Из этого, сравнительно большого, отрывка беседы видно, что все сказанное относится не только к драматургии, но и к малой прозе Чехова; более того, отражает также специфику новелл Джойса. Действительно, новеллы "Дублинцев" представляют собой непрерывно длящееся действие, словно жизнь вторгается на сцену и — идет дальше, и в которых ничего не разрешается...

В лирико-драматических рассказах Чехова и в новеллах Джойса внешняя бесфабульность скрывает напряженное внутреннее действие. Перенос действия во внутреннюю сферу ведет к тому, что "сдвиг в сознании, душевный переворот... составляют главную суть и ведущий композиционный момент чеховских произведений" (3. Герсон, "Композиция и стиль..." — 51, 103). У Джойса в "Дублинцах" эпифания (прозрение) становится композиционным стержнем каждой отдельной новеллы и всей книги. Правда, "сдвиг" в результате прозрения происходит не всегда, да и само прозрение доступно далеко не всякому персонажу, но дано читателю. Момент прозрения наступает не в результате душевной/ духовной работы героя, а в столкновении внутреннего и внешнего, из-за их трагической несовместимости. Причем трагедия эта как правило порождает комический эффект. Поэтому для обоих писателей так важна форма.
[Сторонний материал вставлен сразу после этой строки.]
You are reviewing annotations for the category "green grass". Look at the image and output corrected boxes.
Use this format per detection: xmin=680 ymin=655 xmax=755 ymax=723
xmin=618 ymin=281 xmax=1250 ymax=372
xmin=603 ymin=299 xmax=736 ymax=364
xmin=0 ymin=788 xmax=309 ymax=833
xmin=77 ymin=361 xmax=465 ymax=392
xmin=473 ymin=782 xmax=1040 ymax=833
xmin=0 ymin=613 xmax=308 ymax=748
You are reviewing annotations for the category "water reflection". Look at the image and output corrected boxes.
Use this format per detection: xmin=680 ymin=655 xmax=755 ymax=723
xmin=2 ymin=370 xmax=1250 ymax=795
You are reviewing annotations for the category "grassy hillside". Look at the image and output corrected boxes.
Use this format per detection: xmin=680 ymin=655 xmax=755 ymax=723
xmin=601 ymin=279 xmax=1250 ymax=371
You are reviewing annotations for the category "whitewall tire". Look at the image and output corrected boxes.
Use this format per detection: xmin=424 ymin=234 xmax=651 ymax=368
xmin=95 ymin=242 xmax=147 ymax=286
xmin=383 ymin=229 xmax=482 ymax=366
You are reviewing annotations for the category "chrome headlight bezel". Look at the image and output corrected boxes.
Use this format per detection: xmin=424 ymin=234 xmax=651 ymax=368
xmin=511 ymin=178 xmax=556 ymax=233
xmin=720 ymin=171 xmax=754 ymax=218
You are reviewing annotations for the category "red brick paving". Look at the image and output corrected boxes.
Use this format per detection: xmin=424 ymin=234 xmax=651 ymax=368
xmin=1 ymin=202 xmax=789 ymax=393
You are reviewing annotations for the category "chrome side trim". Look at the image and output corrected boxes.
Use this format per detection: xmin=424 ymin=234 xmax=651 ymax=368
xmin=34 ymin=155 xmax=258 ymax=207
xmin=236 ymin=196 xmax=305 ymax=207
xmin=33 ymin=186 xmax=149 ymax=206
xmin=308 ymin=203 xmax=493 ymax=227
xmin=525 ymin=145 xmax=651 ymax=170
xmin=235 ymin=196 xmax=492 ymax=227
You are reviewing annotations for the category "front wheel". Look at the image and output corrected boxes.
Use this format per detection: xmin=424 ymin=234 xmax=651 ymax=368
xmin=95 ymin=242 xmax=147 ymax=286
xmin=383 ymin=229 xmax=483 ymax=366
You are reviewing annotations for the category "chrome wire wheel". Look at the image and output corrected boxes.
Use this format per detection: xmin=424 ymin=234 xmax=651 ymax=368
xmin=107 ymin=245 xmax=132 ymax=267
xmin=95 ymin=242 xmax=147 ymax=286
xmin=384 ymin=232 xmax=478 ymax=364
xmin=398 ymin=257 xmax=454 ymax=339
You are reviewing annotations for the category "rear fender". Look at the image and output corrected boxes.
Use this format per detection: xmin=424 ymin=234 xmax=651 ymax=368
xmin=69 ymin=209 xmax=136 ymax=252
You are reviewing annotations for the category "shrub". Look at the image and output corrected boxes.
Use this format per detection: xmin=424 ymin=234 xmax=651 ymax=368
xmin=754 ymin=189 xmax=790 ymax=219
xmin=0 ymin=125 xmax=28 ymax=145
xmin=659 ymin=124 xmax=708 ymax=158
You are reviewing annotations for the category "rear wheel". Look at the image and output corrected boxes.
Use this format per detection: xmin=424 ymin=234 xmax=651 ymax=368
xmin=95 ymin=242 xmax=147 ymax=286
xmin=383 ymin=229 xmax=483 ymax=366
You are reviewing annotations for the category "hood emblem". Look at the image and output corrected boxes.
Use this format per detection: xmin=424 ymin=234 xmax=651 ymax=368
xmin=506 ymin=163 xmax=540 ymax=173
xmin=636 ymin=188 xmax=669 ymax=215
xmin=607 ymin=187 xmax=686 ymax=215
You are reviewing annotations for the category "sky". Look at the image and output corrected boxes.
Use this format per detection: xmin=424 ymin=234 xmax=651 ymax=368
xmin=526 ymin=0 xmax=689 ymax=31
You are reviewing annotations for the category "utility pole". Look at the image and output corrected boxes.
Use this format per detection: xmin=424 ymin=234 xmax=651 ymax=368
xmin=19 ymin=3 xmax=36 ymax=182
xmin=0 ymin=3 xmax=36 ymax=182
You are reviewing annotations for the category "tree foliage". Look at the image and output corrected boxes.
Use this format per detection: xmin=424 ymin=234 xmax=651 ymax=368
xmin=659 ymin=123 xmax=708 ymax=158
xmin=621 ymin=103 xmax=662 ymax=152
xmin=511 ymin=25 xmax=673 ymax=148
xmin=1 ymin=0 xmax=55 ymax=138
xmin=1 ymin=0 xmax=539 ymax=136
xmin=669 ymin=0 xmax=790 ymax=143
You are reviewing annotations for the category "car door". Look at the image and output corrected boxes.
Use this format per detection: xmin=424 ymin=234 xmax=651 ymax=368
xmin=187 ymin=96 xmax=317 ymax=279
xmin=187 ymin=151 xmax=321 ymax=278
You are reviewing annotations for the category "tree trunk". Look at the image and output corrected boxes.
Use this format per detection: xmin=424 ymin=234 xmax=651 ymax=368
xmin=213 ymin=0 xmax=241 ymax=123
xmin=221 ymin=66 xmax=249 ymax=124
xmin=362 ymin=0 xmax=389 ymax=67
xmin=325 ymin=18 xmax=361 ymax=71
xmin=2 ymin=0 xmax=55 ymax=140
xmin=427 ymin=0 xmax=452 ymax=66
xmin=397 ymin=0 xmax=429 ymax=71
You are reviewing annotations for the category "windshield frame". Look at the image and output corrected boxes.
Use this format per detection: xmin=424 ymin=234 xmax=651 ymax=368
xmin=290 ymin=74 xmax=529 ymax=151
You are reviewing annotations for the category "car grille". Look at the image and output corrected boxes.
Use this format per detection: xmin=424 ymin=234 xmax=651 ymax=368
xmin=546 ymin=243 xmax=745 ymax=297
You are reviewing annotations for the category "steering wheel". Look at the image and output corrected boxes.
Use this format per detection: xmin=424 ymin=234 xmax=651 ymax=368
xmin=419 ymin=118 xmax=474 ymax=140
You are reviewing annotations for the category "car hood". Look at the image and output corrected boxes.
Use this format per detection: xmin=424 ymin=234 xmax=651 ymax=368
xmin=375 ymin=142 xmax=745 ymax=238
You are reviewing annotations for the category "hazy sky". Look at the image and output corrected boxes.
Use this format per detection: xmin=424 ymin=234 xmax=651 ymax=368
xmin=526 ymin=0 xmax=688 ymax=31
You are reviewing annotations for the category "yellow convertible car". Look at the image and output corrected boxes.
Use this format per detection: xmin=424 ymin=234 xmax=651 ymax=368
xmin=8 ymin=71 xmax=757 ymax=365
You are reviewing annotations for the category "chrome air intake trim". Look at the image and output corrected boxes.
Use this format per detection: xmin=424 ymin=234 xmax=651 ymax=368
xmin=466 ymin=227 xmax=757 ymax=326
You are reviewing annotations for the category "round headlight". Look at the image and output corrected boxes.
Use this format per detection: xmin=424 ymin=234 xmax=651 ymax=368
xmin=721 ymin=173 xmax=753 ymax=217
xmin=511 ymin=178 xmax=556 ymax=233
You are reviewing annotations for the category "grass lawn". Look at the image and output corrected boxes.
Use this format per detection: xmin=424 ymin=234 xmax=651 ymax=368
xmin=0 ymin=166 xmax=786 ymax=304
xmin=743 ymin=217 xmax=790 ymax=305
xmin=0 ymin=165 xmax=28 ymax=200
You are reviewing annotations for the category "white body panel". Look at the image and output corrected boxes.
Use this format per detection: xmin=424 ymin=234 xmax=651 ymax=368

Двуплановость (или многоплановость) композиции, внимание одновременно к переживаниям героя и к вещной, зачастую искусственно овнешненной, даже враждебной, детали служат достижению этой цели.

Совершенно по-чеховски звучит конец новеллы Джойса "Земля": "Джо был очень растроган... слезы застлали ему глаза, и он никак не мог найти того, что искал, и потому спросил жену, где штопор" ("Земля" — 1, 94). Эпифания- прозрение в драматизированной17 прозе становится моментом катарсиса, а сюжетная развязка делается ненужной.